Tori Spelling spotted him on a forgettable NBC sitcom called Sister Kate and told her father Aaron Spelling to give him an audition. That call got him the role of Brandon Walsh on Beverly Hills, 90210 in 1990. The show ran for 10 years. He appeared in 245 episodes, earned two Golden Globe nominations, directed 15 episodes, and worked his way up to executive producer by 1995. He left the acting side in 1998 when his character was written off to Washington D.C., but stayed on as EP until the show ended in 2000. He'd already figured out which side of the camera interested him.
The BH90210 revival in 2019 lasted one season, which tells you most of what you need to know about nostalgia as a business model. His actual second act landed in Canada, where he ran the procedural Private Eyes for five seasons from 2016 to 2021. His 2013 feature directorial debut Cas & Dylan, starring Richard Dreyfuss and Tatiana Maslany, won the Whistler Film Festival audience award and almost nobody saw it. He's been a working director and actor for decades. The teen idol thing is a costume he took off a long time ago.
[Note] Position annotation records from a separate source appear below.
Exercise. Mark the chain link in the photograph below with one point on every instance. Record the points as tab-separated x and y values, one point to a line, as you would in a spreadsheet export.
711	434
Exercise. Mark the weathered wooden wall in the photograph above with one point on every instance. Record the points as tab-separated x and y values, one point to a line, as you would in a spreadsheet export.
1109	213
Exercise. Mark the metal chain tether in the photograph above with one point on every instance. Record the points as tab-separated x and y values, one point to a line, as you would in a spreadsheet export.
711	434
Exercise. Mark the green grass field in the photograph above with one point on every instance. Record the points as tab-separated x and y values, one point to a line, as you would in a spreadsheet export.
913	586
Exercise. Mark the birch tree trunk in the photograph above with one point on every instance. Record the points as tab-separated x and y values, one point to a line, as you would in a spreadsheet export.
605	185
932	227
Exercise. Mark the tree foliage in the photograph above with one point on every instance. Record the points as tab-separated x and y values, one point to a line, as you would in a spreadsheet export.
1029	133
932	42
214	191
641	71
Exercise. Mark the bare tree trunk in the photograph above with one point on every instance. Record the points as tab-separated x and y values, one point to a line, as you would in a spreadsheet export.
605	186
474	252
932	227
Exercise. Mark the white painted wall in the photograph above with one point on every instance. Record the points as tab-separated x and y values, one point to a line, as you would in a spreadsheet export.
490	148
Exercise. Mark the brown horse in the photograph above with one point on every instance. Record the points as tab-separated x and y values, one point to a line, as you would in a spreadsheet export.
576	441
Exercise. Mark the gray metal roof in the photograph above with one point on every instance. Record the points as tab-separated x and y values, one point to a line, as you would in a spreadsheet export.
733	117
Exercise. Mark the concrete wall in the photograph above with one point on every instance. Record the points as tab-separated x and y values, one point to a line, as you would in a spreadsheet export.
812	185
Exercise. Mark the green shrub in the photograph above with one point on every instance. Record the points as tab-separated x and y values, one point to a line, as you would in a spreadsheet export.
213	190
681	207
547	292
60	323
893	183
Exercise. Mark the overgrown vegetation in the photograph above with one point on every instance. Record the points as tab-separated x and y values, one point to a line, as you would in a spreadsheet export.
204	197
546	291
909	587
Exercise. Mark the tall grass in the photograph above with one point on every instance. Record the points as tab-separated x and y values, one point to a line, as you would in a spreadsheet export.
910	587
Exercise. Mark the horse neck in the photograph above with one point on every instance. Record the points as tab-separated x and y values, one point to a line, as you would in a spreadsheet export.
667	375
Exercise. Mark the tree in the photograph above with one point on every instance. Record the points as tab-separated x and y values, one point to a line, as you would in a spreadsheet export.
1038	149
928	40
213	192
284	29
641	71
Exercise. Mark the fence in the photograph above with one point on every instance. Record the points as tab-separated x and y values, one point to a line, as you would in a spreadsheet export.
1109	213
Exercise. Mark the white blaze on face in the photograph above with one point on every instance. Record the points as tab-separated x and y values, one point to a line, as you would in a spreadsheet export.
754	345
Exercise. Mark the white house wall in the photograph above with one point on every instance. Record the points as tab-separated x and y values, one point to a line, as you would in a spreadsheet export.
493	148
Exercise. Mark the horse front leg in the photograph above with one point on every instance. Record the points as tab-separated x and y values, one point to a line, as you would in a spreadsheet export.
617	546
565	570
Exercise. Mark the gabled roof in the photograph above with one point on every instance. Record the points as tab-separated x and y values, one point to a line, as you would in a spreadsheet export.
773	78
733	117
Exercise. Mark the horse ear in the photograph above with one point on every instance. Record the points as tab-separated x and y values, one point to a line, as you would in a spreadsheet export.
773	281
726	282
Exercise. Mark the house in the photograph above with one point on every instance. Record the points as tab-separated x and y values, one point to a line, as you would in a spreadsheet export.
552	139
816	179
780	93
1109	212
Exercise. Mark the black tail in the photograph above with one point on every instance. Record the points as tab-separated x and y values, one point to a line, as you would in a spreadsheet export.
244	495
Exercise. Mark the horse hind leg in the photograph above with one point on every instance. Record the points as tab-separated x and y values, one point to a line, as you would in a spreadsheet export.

During a practice session for an Indy Pro Series race at Kentucky Speedway in August 2002, his car hit a patch of absorbent material spread to soak up spilled oil, and he went into both walls at nearly 180 mph. He broke his back, both feet, and his nose, and was reportedly clinically dead for 45 seconds. He'd been a competitive driver since 1991, which made the accident less surprising to anyone who knew him. Years earlier, he'd punched Harvey Weinstein at a Miramax Golden Globes party. That story didn't surface publicly until 2017.